For other uses, see Abydos (disambiguation)
Abydos (Greek: Άβυδος), an ancient city of Mysia, in Asia Minor, situated at Nara Burnu or Nagara Point on the best harbor on the Asiatic shore of the Hellespont. Across Abydos lies Sestus on the European side, marking one of the narrowest points of the Dardanelles, slightly more than a nautical mile broad (the narrrowest point is at Çanakkale). The strategic site has been a prohibited zone in the 20th century. Hero and Leander's story took place near Abydos.

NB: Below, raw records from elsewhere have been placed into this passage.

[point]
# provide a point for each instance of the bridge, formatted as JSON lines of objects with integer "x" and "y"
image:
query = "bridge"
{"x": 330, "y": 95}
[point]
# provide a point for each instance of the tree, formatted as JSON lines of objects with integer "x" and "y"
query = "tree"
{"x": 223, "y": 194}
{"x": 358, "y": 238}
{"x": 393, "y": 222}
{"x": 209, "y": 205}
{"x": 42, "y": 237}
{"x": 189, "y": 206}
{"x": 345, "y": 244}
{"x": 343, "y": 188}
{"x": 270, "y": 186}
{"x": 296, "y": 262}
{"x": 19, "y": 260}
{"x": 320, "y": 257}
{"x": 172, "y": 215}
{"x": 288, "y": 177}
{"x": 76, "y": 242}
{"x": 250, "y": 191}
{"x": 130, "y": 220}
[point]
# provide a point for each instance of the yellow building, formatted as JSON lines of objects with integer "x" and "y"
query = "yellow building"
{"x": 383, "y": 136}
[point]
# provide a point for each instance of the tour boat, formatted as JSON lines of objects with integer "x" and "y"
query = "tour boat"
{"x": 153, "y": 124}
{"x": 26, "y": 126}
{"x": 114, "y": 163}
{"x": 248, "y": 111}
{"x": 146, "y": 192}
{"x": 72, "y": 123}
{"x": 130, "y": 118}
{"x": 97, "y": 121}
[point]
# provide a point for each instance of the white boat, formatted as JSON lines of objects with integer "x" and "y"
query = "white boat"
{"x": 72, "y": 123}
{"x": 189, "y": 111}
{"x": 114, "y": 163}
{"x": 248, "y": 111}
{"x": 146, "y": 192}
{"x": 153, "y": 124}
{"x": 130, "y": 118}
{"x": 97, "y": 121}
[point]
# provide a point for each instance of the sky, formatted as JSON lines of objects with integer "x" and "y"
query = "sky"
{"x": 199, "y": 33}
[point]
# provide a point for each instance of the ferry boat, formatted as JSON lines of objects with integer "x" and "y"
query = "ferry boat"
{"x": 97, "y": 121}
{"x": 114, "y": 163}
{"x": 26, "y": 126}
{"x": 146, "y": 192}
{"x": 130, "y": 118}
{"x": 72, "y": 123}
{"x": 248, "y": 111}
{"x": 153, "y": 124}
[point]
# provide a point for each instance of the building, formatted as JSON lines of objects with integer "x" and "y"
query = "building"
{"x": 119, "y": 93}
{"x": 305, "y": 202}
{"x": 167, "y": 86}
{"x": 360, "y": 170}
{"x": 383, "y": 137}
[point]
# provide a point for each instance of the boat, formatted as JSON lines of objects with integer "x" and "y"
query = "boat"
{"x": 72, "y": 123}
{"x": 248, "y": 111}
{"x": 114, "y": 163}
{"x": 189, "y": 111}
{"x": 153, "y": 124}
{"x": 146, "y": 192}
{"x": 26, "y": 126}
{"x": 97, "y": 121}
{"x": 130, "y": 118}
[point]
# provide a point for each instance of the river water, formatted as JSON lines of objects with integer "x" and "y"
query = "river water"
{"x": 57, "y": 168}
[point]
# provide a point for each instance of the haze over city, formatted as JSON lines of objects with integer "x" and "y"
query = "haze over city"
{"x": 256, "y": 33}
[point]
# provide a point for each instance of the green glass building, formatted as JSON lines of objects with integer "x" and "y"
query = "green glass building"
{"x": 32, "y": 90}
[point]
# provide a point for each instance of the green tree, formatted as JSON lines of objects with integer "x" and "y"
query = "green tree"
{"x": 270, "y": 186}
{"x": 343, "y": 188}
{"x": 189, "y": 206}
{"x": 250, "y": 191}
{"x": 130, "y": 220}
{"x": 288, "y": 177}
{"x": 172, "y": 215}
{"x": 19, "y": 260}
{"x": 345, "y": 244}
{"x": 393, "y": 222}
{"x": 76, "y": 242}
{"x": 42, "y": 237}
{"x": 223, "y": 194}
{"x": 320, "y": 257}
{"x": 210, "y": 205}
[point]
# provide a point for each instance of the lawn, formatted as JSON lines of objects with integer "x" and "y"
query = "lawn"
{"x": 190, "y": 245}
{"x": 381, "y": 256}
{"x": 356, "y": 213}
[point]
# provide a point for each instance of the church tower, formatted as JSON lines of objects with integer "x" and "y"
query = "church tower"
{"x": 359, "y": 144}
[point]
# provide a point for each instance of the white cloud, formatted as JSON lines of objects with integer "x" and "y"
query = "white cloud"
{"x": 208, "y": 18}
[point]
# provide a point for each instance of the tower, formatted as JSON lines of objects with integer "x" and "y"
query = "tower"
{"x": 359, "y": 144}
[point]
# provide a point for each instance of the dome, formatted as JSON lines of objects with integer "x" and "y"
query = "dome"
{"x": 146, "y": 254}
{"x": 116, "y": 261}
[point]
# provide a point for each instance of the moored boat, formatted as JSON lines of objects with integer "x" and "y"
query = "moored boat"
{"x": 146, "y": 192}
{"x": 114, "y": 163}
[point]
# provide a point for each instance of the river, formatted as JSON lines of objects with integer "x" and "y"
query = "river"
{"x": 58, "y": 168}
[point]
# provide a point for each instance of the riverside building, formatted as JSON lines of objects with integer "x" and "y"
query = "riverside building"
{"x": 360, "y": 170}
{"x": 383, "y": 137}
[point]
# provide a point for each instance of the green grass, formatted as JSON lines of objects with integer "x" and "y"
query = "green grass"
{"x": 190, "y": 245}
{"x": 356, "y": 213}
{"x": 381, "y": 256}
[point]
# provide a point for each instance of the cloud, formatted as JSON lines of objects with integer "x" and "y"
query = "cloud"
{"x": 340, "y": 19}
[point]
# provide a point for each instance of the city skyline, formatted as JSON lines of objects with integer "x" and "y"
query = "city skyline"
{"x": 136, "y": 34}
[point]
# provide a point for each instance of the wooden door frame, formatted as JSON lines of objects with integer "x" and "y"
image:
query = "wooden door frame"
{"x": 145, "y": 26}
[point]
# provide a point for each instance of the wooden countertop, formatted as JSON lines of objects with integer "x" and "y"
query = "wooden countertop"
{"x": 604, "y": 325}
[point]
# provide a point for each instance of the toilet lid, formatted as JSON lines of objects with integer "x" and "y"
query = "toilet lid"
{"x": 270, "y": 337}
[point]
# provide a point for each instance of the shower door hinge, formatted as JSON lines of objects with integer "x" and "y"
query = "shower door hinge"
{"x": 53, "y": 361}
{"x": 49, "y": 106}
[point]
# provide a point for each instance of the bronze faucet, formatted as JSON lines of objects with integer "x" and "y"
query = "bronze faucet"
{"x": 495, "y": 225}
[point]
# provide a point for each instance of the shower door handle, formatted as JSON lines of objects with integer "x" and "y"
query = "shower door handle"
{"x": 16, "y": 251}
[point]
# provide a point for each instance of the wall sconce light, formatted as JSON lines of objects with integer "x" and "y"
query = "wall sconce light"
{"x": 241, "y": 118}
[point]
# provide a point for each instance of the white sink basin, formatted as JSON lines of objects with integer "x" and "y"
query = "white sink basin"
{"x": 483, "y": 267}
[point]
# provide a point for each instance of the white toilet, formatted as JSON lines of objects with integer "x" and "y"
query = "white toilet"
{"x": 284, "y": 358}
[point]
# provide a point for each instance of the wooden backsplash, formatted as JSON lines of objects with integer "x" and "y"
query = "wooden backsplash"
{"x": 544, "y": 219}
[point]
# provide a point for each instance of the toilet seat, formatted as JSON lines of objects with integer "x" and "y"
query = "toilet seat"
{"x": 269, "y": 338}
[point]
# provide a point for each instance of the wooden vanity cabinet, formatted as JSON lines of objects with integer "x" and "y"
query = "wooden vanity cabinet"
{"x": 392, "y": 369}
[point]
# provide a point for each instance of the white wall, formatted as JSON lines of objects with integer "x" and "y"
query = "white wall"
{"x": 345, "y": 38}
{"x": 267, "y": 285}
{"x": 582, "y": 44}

Abydos was first mentioned in the catalogue of Trojan allies (Iliad ii.836). It probably was a Thracian town, as Strabo has it, but was afterwards colonized by Milesians, with the consent of Gyges, king of Lydia, around 700 BC. It was occupied by the Persians in 514 BC, and Darius burnt it in 512 BC. Here Xerxes built two pontoon bridges later known as Xerxes' Pontoon Bridges and crossed the strait in 480 BC when he invaded Greece.
Abydos thereafter became a member of the Delian League, until it revolted from Athenian rule in 411 BC. It allied itself to Sparta, until 394 BC; King Agesilaus of Sparta crossed here while returning to Greece. Abydos then passed under Achaemenid rule, until 334 BC. Alexander the Great threw a spear to Abydos while crossing the strait and claimed Asia as his own.
Abydos is celebrated for the vigorous resistance it made against Philip V of Macedon in 200 BC. It is famed in myth as the home of Leander. In literature, it is memorable from Byron having adopted its name in The Bride of Abydos. It minted coins from the early 5th century BC to the mid-3rd century AD.
The town remained until late Byzantine times an important toll and customs station of the Hellespont, its importance thereafter being transferred to the Dardanelles, after the building of the "Old Castles" by Sultan Mehmet II (c. 1456).